Selbstverständlich können nicht alle Sektoren und Unternehmen im gleichen Ausmass von diesen technologischen Entwicklungen profitieren. Wer gar nicht davon profitiert, der dürfte an den internationalen Finanzmärkten am stärksten im Gegenwind stehen. Auch Herausforderungen, wie sie im abgelaufenen Jahr der Bankensektor aber auch besonders aggressiv finanzierte Exponenten in Sektoren mit tieferem Produktivitätswachstum, wie die Signa-Gruppe von René Benko, oder weite Teile der chinesischen Immobilienfinanzierer gesehen haben, dürften in den kommenden Monaten nicht weniger werden. Mit spektakulären Pleiten und der damit verbundenen Unsicherheit an den Finanzmärkten ist damit auch in den kommenden Monaten zu rechnen.

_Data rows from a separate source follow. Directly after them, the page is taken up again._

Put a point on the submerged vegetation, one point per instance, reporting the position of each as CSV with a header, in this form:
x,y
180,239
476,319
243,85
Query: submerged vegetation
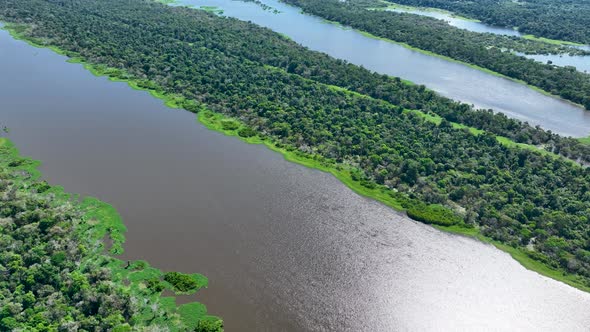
x,y
401,144
56,272
560,20
486,51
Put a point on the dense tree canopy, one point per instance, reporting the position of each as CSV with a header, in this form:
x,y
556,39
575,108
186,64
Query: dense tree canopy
x,y
55,274
438,37
562,20
347,116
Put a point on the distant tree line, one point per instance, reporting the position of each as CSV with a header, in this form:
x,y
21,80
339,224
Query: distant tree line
x,y
438,37
562,20
344,115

Eher unwahrscheinlich erscheint uns aber, dass die US-Fed die Zinsen schon bald und deutlich senken wird. Für die Finanzmärkte bedeutet dies, dass insbesondere Aktien von Technologiefirmen und zinssensitive Titel auch in den kommenden Monaten zu den Gewinnern gehören dürften. Dabei erachten wir es einmal mehr als wichtig darauf hinzuweisen, dass die Durchdringung eines Geschäftsmodells oft genauso stark von einer Technologisierung profitieren kann, wie ein eigentlicher Hersteller von technologischen Lösungen. Unser Fokus gilt in den kommenden Monaten genau diesen Unternehmen. Aber auch bei den zyklischen Titeln sehen wir im Verlauf des neuen Jahres Potential.
Für 2024 rechnen wir also mit einer Akzentuierung der Situation aus den vergangenen Monaten. Nachdem über die letzten fünfzehn Jahre die überaus expansive Geldpolitik dazu geführt hat, dass alle Anlageklassen, alle Sektoren, ja sogar alle Unternehmen Gewinne und damit höhere Bewertungen erfahren konnten, dürfte es in den kommenden Monaten zu einer stärkeren Auffächerung der Unternehmensergebnisse kommen. Über alle Wirtschaftsakteure gesehen wird die Abschwächung damit wohl weniger ausgeprägt erfolgen, als dies aktuell von vielen Marktteilnehmenden erwartet wird.
DAX erreicht Allzeithoch
Was für die USA gilt, trifft in schwächerem Masse auch für die Entwicklung in Europa zu. Auch hier finden wir durchaus Gewinner der jüngsten Welle der Technologisierung. In diesem Sinne konnte beispielsweise der deutsche Aktienindex DAX in den letzten Wochen neue historische Höchststände erklimmen. Es gibt aber eben auch hier eine Reihe von Unternehmen, die bereits seit längerer Zeit mit grösseren Herausforderungen konfrontiert sind.
In solchen Fällen ist bei Investitionen spezielle Vorsicht geboten. Im Grossen und Ganzen verhält sich aber die Situation in Europa vergleichbar mit der Situation in den USA. Auch wenn die reduzierte geldpolitische Unterstützung der Zentralbank für die gesamte Wirtschaft stark auf den verschiedenen Stimmungsindikatoren in Europa lasten, vermögen die effektiven Aktivitätsindikatoren wohl auch in den kommenden Wochen und Monaten positiv zu überraschen. Noch moderater dürften in unseren Augen die Auswirkungen auf die Wirtschaft der Schweiz ausfallen.
Dies liegt in erster Linie daran, dass die Zinsen in der Schweiz im Vergleich zum Ausland deutlich weniger angestiegen sind. Andererseits gibt es aber gerade auch in der Schweiz viele Unternehmen, die eher konservativ finanziert sind. Damit ist auch in den kommenden Monaten mit einer höheren Bewertung an den Finanzmärkten zu rechnen. Deutlich weniger überzeugt sind wir dagegen vom Szenario, dass es an den Finanzmärkten zu einer grossen Anpassung der geldpolitischen Rahmenbedingungen kommen wird.